In real experiments, friction is rarely zero. Even so, assuming a frictionless surface simplifies the analysis and highlights the core principles of momentum and energy conservation. It’s a useful idealization for teaching It's one of those things that adds up..

Q4: How does the direction of applied force affect the outcome?

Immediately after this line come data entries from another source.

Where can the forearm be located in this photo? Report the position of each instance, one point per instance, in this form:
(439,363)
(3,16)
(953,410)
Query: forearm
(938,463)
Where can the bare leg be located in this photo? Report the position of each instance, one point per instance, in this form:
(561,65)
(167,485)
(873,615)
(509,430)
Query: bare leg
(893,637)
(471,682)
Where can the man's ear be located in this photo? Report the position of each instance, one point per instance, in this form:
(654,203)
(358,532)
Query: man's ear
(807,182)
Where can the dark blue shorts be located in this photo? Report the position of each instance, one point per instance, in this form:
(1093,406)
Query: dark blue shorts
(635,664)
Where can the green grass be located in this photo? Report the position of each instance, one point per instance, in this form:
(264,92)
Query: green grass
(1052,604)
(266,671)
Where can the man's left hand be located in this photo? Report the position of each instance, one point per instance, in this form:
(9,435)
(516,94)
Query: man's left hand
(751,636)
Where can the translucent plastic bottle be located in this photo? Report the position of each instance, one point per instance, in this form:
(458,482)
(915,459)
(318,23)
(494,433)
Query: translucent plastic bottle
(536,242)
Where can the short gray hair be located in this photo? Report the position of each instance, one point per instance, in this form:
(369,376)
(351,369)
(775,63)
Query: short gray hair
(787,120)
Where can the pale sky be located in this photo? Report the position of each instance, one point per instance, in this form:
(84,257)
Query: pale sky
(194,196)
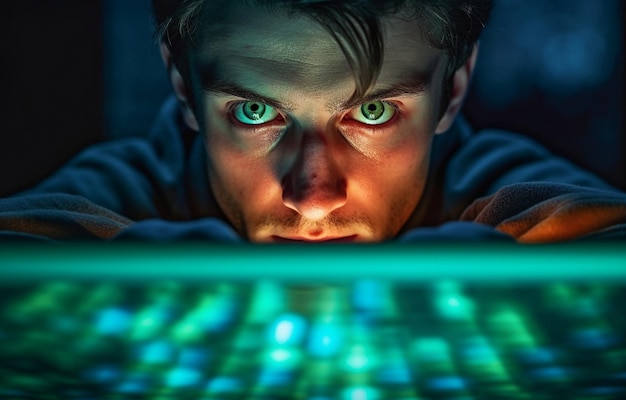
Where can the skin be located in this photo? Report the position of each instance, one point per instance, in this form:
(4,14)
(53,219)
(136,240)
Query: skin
(315,172)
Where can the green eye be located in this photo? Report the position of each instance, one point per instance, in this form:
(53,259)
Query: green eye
(374,113)
(254,113)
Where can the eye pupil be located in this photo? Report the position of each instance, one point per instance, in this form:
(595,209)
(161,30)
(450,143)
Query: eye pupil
(373,111)
(254,111)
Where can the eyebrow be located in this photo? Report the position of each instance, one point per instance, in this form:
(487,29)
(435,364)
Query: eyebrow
(414,86)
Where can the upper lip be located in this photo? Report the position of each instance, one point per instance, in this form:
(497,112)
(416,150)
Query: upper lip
(327,239)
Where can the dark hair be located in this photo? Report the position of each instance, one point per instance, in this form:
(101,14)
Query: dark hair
(450,25)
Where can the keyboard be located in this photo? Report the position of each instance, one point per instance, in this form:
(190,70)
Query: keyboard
(266,338)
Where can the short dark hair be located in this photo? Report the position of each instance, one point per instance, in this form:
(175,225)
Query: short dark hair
(450,25)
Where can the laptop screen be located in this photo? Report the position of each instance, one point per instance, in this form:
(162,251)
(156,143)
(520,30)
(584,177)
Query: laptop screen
(313,322)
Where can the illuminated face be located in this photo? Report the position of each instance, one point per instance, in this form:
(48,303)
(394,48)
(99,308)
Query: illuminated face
(289,158)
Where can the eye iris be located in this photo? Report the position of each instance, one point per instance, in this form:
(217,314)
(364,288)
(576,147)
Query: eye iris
(373,111)
(254,111)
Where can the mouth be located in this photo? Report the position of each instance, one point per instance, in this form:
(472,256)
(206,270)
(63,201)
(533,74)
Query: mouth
(342,239)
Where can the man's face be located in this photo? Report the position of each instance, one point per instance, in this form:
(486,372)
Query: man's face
(289,159)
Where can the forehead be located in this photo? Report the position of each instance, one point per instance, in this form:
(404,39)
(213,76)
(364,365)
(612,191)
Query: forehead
(243,41)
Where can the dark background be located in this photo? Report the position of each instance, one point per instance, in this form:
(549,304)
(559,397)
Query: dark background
(76,72)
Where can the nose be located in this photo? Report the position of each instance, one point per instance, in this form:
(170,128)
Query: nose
(314,186)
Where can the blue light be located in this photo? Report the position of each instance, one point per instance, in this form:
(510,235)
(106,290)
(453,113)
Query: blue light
(157,352)
(325,340)
(224,384)
(193,357)
(288,329)
(446,383)
(184,377)
(113,321)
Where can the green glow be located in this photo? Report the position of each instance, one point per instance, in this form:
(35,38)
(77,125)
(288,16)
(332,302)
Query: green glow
(408,263)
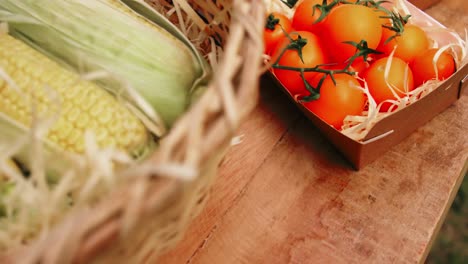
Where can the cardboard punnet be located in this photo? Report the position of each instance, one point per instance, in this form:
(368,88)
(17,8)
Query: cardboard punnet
(392,129)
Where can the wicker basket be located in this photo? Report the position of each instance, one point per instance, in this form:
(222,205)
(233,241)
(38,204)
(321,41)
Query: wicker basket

A horizontal force parallel to the surface keeps the system’s motion purely horizontal. A vertical force would change the normal force but not horizontal momentum. The frictionless surface ensures no horizontal reaction, so only horizontal components matter Easy to understand, harder to ignore..

Conclusion

Two blocks on a horizontal frictionless surface provide a clear window into the mechanics of forces, motion, and energy. But by applying Newton’s laws, conservation of momentum, and, where appropriate, conservation of kinetic energy, we can predict how the blocks will move, collide, and interact. Whether a single block is pushed, two blocks are in contact, or they collide elastically or inelastically, the underlying physics remains the same: forces, masses, and initial conditions dictate the outcome. Mastering these concepts equips students with the tools to tackle more complex systems where friction, rotation, or external fields come into play.